Day 1 of the introductory training on Bonaire focused on the responsibilities, instruments and expectations of the Island Council and its members, the interaction between the parties in the Island Council, the interaction with the Executive Council, the Dutch Government and citizens. The Island Council has seven tools in total to do its work of which the right to ask questions, the right to make amendments and the right to submit motions are among the most important.

Day 2 focused on the Rules of Order as well as the proposed changes to the WolBES, the general law that regulates the public entities Bonaire, St. Eustatius and Saba, and the FinBES, the general law that regulates the finances of the three islands.


Rules of Order

“We also discussed the new Rules of Order for the Island Council,” said Peterson. Charles pointed out that the last time the Rules of Order were updated was in 2011. The discussion to update the Rules of Order started in 2019 at an earlier training for the Island Council and again during a subsequent training in 2022. According to Charles, an update is needed. “Certain processes have changed or have been updated and are no longer in line with other municipalities in The Netherlands.,” he said. “The new Rules of order will give the Island Council tools to operate more effectively,” added Peterson.

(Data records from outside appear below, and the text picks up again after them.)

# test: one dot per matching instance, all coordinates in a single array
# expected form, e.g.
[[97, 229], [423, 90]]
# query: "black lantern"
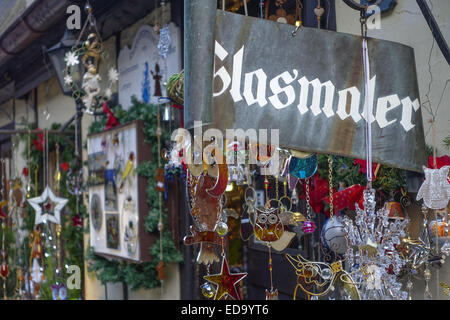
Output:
[[57, 53]]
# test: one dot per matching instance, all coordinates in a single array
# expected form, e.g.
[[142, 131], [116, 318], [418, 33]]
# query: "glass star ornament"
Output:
[[113, 75], [50, 209], [226, 282], [68, 80], [435, 190], [71, 59]]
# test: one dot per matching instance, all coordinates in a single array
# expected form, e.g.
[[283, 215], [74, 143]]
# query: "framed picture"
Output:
[[117, 223], [96, 212], [96, 168], [112, 231]]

“It is good to know that the Rules of Order and Code of Conduct should be updated every four years. Just learning this makes me feel more confident in saying that policies and processes are something that we really need to investigate. We have been really falling behind and it’s about time that we catch up,” said Matthew.

While on Bonaire, the Island Council members met with Island Governor Edison Rijna, who shortly after took up his new job as Caribbean Netherlands Special Envoy for EU funds, United Nations (UN) funds and economic relations with Latin America. Rijna explained his new role and how this could bring benefits to Saba and the other islands.



The Island Council delegation also had a meeting with the management of Care and Youth Caribbean Netherlands (ZJCN) to discuss general developments and pressing issues. “This meeting was mainly a result of the previous meeting we had in December with State Secretary of Public Health Maarten van Ooijen. The Island Council was introduced to all ZJCN staff members and got an insight of the daily operation,” said Van Xanten.

“Meeting with ZJCN was very important to us because the community has expressed a lot of concern in this area. Having those vital conversations gave me a different perspective of how the processes work. We met everyone working in the department and now have direct contact with persons responsible for all departments. They also asked us to help them help the Saba community and we intend to do just that,” said Matthew. The Island Council returned to Saba on Friday, April 14.